Os maiores ICOs do boom
Embora o boom da ICO tenha sido repleto de vários tipos de turbulência regulatória e financeira, lançou as bases para o lançamento de alguns dos maiores projetos de criptografia da atualidade, incluindo Ethereum, EOS Network, Chainlink, Filecoin, Tezos e Telegram (TON).
A maior ICO foi executada por uma empresa privada chamada Block.one, criadora da rede EOS. A EOS arrecadou impressionantes US$ 4 bilhões em 2018.
A segunda maior ICO foi conduzida pelo Telegram, que arrecadou US$ 1,7 bilhão. No entanto, ao contrário de muitas outras ICOs oferecidas diretamente a investidores de varejo, a ICO do Telegram foi amplamente restrita e, portanto, limitada a investidores privados com capital significativo.
Rede de armazenamento descentralizada Filecoin é a terceira maior ICO, arrecadando mais de US$ 257 milhões em 2017.
O papel da Ethereum no boom da OIC
O próprio Ethereum foi originalmente financiado por meio de uma ICO, arrecadando um total de US$ 18 milhões entre 22 de julho e 22 de setembro. 2 de janeiro de 2014. Os investidores na ICO Ethereum negociaram Bitcoin (BTC) por Ethereum (ETH), vendendo mais de US$ 2,2 milhões em Ethereum dentro de 24 horas após a entrada em operação da ICO.
A grande maioria dos ICOs entre 2017 e 2018 ocorreu na rede Ethereum, com contratos inteligentes permitindo aos desenvolvedores lançar novos tokens e lançar protocolos mais facilmente do que qualquer outra rede blockchain disponível.
A rede Ethereum permite que os desenvolvedores criem novos tokens ERC-20 e os distribuam automaticamente aos investidores assim que os limites de financiamento forem atingidos.
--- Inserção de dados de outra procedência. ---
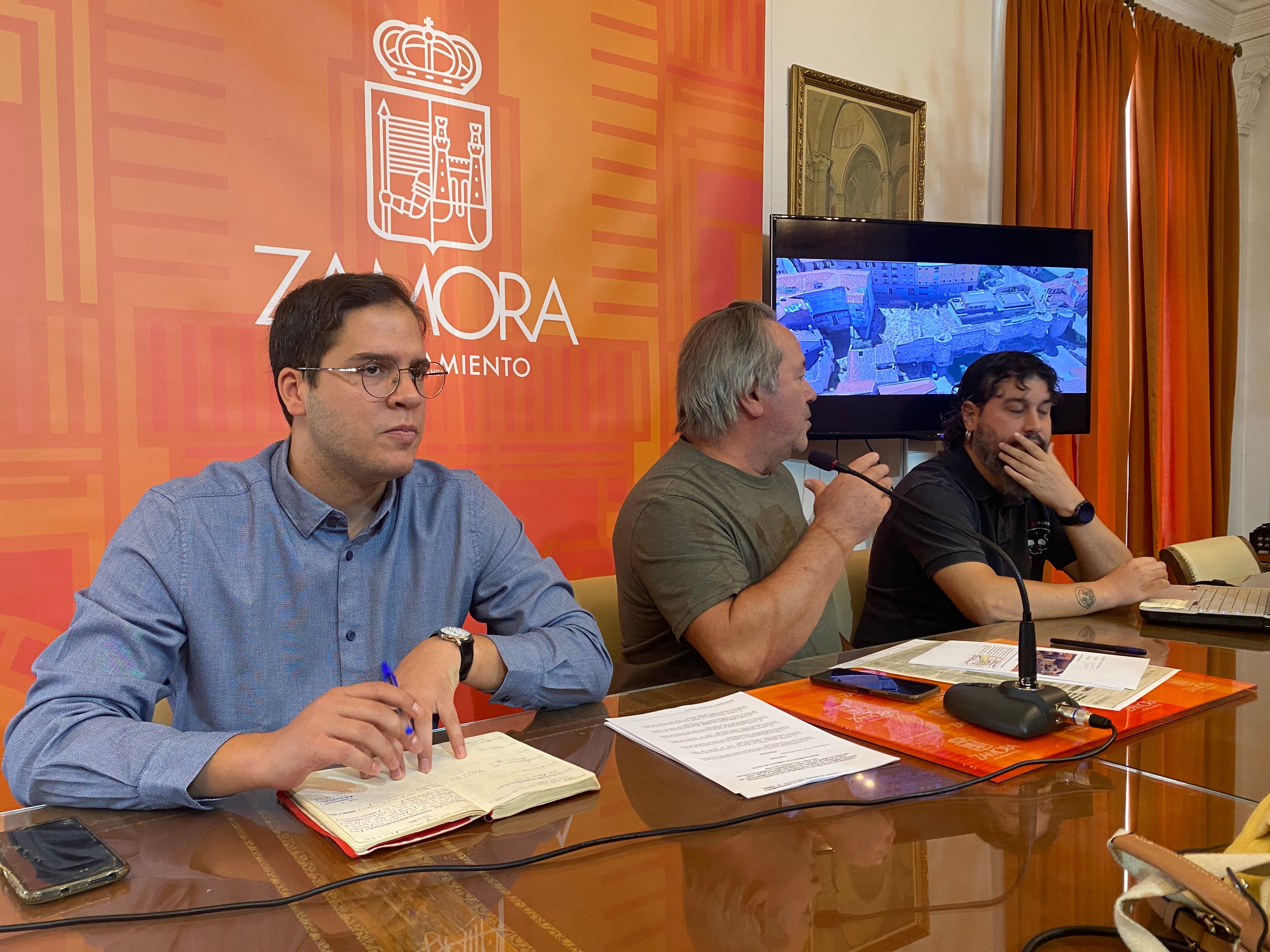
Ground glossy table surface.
[0,610,1270,952]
Esses projetos serão então gerenciados pelo DAO.
A funcionalidade oferecida pelo Ethereum fez com que o preço do token nativo da rede, Ethereum, subisse rapidamente em resposta, subindo de cerca de US$ 10 em janeiro de 2017 para um pico de quase US$ 1.400 em janeiro seguinte.
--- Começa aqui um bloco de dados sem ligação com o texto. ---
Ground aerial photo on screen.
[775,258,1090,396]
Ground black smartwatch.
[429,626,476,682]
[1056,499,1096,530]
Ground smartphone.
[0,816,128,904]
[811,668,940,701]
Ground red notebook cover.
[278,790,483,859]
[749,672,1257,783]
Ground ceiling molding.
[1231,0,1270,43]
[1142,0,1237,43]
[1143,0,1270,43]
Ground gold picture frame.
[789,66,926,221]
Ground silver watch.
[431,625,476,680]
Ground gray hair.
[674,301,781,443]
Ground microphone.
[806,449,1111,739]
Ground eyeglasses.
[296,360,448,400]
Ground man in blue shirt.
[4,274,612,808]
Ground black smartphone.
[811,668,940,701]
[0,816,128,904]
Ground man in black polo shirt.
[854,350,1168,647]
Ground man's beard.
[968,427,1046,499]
Da mesma forma, o uso do Ethereum aumentou durante o boom da ICO, com os tokens ERC-20 se tornando o padrão da indústria e estabelecendo as bases para a proeminência contínua do Ethereum no atual ecossistema criptográfico.

O boom da OIC e os problemas legais
Embora muitos projetos estejam arrecadando dinheiro de ICOs com fundos recentemente arrecadados por razões legítimas, ainda existem milhares de projetos que são mal planejados ou fraudes completas, dependendo de exageros e estratégias de marketing incompletas, sem um roteiro real ou plano de desenvolvimento de legitimidade.
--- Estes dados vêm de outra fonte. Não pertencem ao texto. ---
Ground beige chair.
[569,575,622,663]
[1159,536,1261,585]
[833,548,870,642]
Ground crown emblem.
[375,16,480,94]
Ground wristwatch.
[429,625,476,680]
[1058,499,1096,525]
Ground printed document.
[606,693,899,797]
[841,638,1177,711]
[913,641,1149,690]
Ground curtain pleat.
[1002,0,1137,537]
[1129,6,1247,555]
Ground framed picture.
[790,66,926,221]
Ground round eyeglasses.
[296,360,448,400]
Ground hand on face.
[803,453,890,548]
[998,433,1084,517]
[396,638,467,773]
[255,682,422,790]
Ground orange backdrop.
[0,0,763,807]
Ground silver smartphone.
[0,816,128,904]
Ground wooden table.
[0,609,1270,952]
Foi o número crescente de projetos considerados ilegais que atraiu a atenção da Comissão de Valores Mobiliários dos EUA (SEC).

Os reguladores começaram a prestar atenção às questões relacionadas às ICOs em 2017, depois que os reguladores investigaram uma ICO de 2016 organizada pelo "DAO" e concluíram que as vendas relacionadas eram ilegais e constituíam a emissão de valores mobiliários não registrados.
Neste precedente, a SEC tomou medidas legais contra a Block.one, empresa-mãe da rede EOS, ordenando-lhes que pagassem uma multa de 24 milhões de dólares. Da mesma forma, a agência ordenou que o Telegram pagasse uma multa de US$ 18,5 milhões e devolvesse impressionantes US$ 1,2 bilhão aos investidores da ICO.
O Telegram foi forçado a abandonar o projeto porque o token nativo TON era considerado um título. A rede TON foi posteriormente salva pela comunidade de desenvolvedores porque a base de código do projeto era de código aberto.
Acompanhe a história das criptomoedas!
Apesar de estarem sujeitas ao escrutínio regulatório, as ICOs desempenham um papel fundamental no processo de arrecadação de fundos para alguns dos projetos de blockchain mais importantes da atualidade.
Notavelmente, o boom da ICO preparou o terreno para o Ethereum dominar o ecossistema criptográfico atual, estabelecendo os tokens ERC-20 como o padrão da indústria e aumentando significativamente o uso do Ethereum pelos desenvolvedores.
No próximo artigo, daremos uma olhada mais profunda no inverno criptográfico de 2018 enquanto exploramos os elementos mais importantes da evolução do Ethereum.